Random Post: Rolling the DICE
RSS .92| RSS 2.0| ATOM 0.3
  • Home
  • About
  •  

    Four Coherence-based Solutions to a Data Hot Spot Problem

    August 31st, 2011

    Summary

    Leveraging the DICE framework I developed last year (write-up available under “Papers and Articles” at http://www.scapps.co.uk), I developed four different solutions to a simplified (non-distributed) variant of the DICE computing problem using Coherence 3.7, each using a different approach to concurrency management. I then measured the throughput of each implementation using DICE configurations that promote a high rate of concurrent requests for access to shared data objects.

    The implementation based on Coherence’s Entry Processors feature showed the highest throughput.

    Two of the four implementations provide ACID transactional guarantees. The transactional implementations provided lower throughput than the non-transactional implementations.

    One of the two transactional implementations uses a Coherence transactionality feature which is now deprecated. The other uses Coherence’s new Transactions Framework. The transactional implementation based on the deprecated Coherence feature provided greater throughput than the implementation based on the new Transaction Framework.

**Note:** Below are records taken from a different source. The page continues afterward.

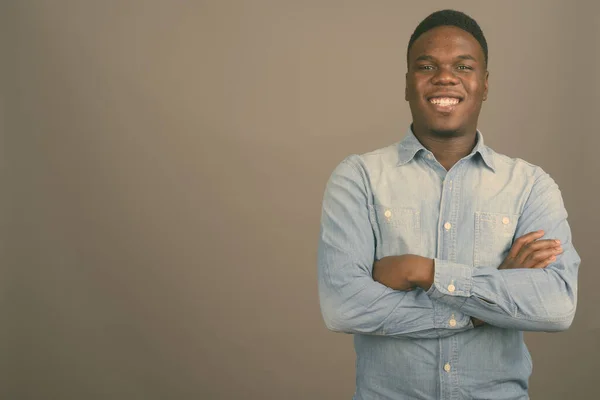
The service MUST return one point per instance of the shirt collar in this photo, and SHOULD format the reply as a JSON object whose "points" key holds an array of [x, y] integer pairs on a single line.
{"points": [[410, 146]]}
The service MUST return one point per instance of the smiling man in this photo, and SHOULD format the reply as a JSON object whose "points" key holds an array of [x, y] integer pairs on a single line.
{"points": [[436, 252]]}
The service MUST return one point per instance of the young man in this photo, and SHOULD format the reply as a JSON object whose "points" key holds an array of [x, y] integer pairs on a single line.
{"points": [[437, 252]]}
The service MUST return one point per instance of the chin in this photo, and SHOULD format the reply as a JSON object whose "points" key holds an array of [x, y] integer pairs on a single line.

    Simplified DICE Computing Problem

    There are two domain classes:

    • Counters, each with a unique identifier and a counter value.
    • Incrementers, each containing a unique identifier and a reference to a Counter, and a flag that is used to distinguish between Incrementers that have and have not been processed. Each Incrementer represents an event to be processed.

    Processing an Incrementer event involves the following steps:

    1. The Incrementer object is interrogated to obtain the id of the Counter object to which it refers.
    2. The Counter object is located.
    3. The value of the Counter object’s counter field is incremented.
    4. The Incrementer object’s processed flag is set.
    5. The new state of the Counter is saved in the shared data area.
    6. The Incrementer is written to the shared data area. The throughput being measured is the rate at which these update operations (DICE ops.) are performed.

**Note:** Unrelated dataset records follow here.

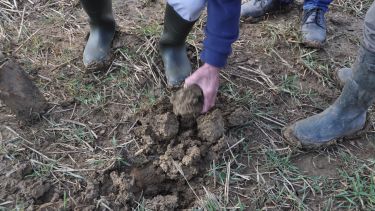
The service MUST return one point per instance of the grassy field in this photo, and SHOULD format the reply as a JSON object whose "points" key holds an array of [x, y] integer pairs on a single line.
{"points": [[71, 159]]}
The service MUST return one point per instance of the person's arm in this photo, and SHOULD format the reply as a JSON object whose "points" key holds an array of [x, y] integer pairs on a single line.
{"points": [[223, 17], [222, 30]]}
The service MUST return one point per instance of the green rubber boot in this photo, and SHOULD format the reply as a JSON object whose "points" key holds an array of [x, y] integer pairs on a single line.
{"points": [[346, 116], [172, 47], [102, 30]]}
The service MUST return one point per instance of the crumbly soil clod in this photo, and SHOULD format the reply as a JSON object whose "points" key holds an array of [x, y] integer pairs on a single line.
{"points": [[19, 93], [188, 102]]}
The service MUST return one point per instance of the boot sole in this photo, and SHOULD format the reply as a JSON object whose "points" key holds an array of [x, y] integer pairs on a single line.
{"points": [[294, 142], [313, 44]]}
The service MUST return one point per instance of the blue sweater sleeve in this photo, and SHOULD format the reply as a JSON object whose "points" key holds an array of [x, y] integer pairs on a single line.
{"points": [[222, 29]]}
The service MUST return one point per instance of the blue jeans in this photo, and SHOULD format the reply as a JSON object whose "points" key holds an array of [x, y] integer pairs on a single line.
{"points": [[311, 4]]}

    This problem is a simplified version of the original DICE problem, which required that domain data and processing be distributed across more than one host. In the simplified version presented here, all data is stored and all processing is done on a single host. Note, however, that the solutions presented here can also work without modification with distributed clients, data or both.

    The Four Implementations

    The client program in each of the four implementations is a cluster member without local storage. The cache(s) needed by each implementation are established and managed by another cluster member which is started before the client is run.

    The four implementations differ in the ways they perform DICE ops:

    • Client non-transactional – The client’s worker threads read from and write to the caches, using explicit locks to manage concurrency. Two caches are used, one per domain type.
    • EntryProcessor non-transactional – The client’s worker threads send Entry Processors to the cluster member that hosts the data. That cluster member performs the updates, taking advantage of the Entry Processors’ inherent concurrency controls. One cache is used for both domain types so that a single Entry Processor can be used for each DICE op.
    • Client transactional deprecated – The client’s worker threads read from and write to the caches using the (deprecated) TransactionMap interface. Pessimistic mode is used to manage concurrency. Two caches are used, one per domain type.
    • Client transactional Transaction Framework – The client’s worker threads read from and writes to the caches using the Transaction Framework’s OptimisticNamedCache interface. When updates fail for concurrency-related reasons (either a required lock is unavailable or the optimistic assumption proves false), retries are issued automatically. Two caches are used, one per domain type.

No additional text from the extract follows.